Réaction aux propos de KKB (1ère partie)
"le maire étant le nom européen du chef du village (...... ), pour qu’il y ait la cohésion et l’harmonie dans la cité, que dans chaque zone, ce soit des propriétaires terriens qui gèrent la mairie" ( publié par le site www.lebanco.com1)
Le professeur Kakou Guikahué, commentant une
déclaration du député de Port-Bouet et président de la jeunesse
du PDCI M. Koudio Konan Bertin alias KKB a dit : « Et
il (ndr KKB) est allé plus loin pour dire que les postes de députés
étant une représentation nationale, que des communautés qui ont
émigré vers d’autres cieux, si on dit de partager les postes de
députés, lui n’y voit pas d’inconvénient. Cependant, il trouve
que le maire étant le nom européen du chef du village. Alors il
aurait souhaité, pour qu’il y ait la cohésion et l’harmonie
dans la cité, que dans chaque zone, ce soit des propriétaires
terriens qui gèrent la mairie pour éviter des frustrations.

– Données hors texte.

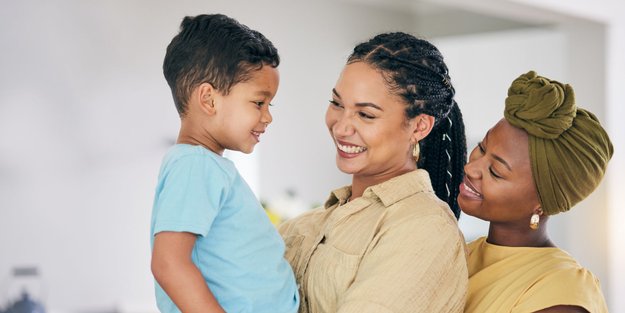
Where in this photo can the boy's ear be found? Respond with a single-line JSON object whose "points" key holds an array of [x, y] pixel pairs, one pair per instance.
{"points": [[205, 94], [422, 125]]}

Il a
dit que pour la libation, chaque peuple a sa façon de faire. Chez
les Gouro, les Bété, les Baoulé, les Malinké etc. chacun a sa
façon et sa période de libation. Et il (KKB) a ajouté que "nous
les Baoulé, nous avons beaucoup bougé à travers le pays. Nous
sommes partout. Ce n’est pas parce que nous sommes nombreux à Oumé
que nous allons revendiquer le poste du maire d’Oumé. Si nous
prenons tous les postes, les Gouro ne vont pas vouloir faire la
libation. Ils risquent même d’invoquer les mânes contre vous et
tout ce que vous aller entreprendre va échouer". Ce qui
signifie pour lui que pour qu’il ait la cohésion sociale et le
développement, il faut que ce soit un fils de la région qui soit
maire, par contre pour les députations, tout le monde peut être
député, parce qu’on n’est pas député d’une circonscription,
mais de la Nation. »
C'est
une déclaration très grave; il faut cependant admettre le courage
de KKB de dire haut ce que beaucoup d'Ivoiriens pensent tout bas. La
question ethnique, puisque de cela qu'il s'agit, a causé beaucoup de
préjudices à notre pays, c'est pourquoi il me semble important de l'aborder avec du tact, surtout quand il s'agit d'un responsable politique. Je ne suis cependant pas de ceux qui pensent résoudre cette question importante pour la paix en Côte d'Ivoire simplement en tirant à boulets rouges sur notre jeune frère KKB et ignorer la réalité socio-culturelle qu'elle incarne. Résoudre un
problème commence d'abord par reconnaitre son existence.
Les
remarques de KKB mettent en relief une question de fonds :
quelle Côte d'Ivoire voulons-nous ? Est-ce une fédération de
régions déterminées par les ethnies y habitant avant la
colonisation ? Est-ce une république avec des citoyens égaux
devant la loi, en droits et en devoirs sur toute l'étendue de ses
322 mille km carrés ? Le statut d'Ivoirien doit-il être
défini à partir de « son village d'origine » comme le
voulait feu Boga Doudou ou à partir de sa nationalité tel que
définie par le code de la nationalité ? Ce sont là des
questions fondamentales auxquelles nous devons rependre. Plutôt que
de brûler KKB, il appartient à ceux d'entre nous qui ne partageons
pas son point de vue de le confronter avec arguments contre
arguments, sans hypocrisie.
Une société d'êtres humains ne
saurait être figée comme une photo car elle est dynamique par
essence et son organisation doit épouser cette dynamique, c'est pour
cela que je trouve cette vision de KKB étroite, inadéquate et complètement en
déphasage avec ce monde globalisé dans lequel nous vivons.
En
jetant un bref regard sur ce qu'est la Côte d'Ivoire, on constate
tout simplement qu'elle n'existait pas avant la colonisation
Française. Il y avait certes des peuples habitant l'espace
géographique connu aujourd'hui sous le nom de Côte d'Ivoire. La
France a morcelé les terres Africaines conquises au bout des canons
et les a morcelé selon ses intérêts, y a mis une administration, y a bâti des
infrastructures, crée un système d'enseignement, y a apporté une autre culture dans une langue qui est devenue notre langue nationale. Toutes ces actions ont eu pour conséquence
des mouvements de populations parfois forcés, parfois volontaires.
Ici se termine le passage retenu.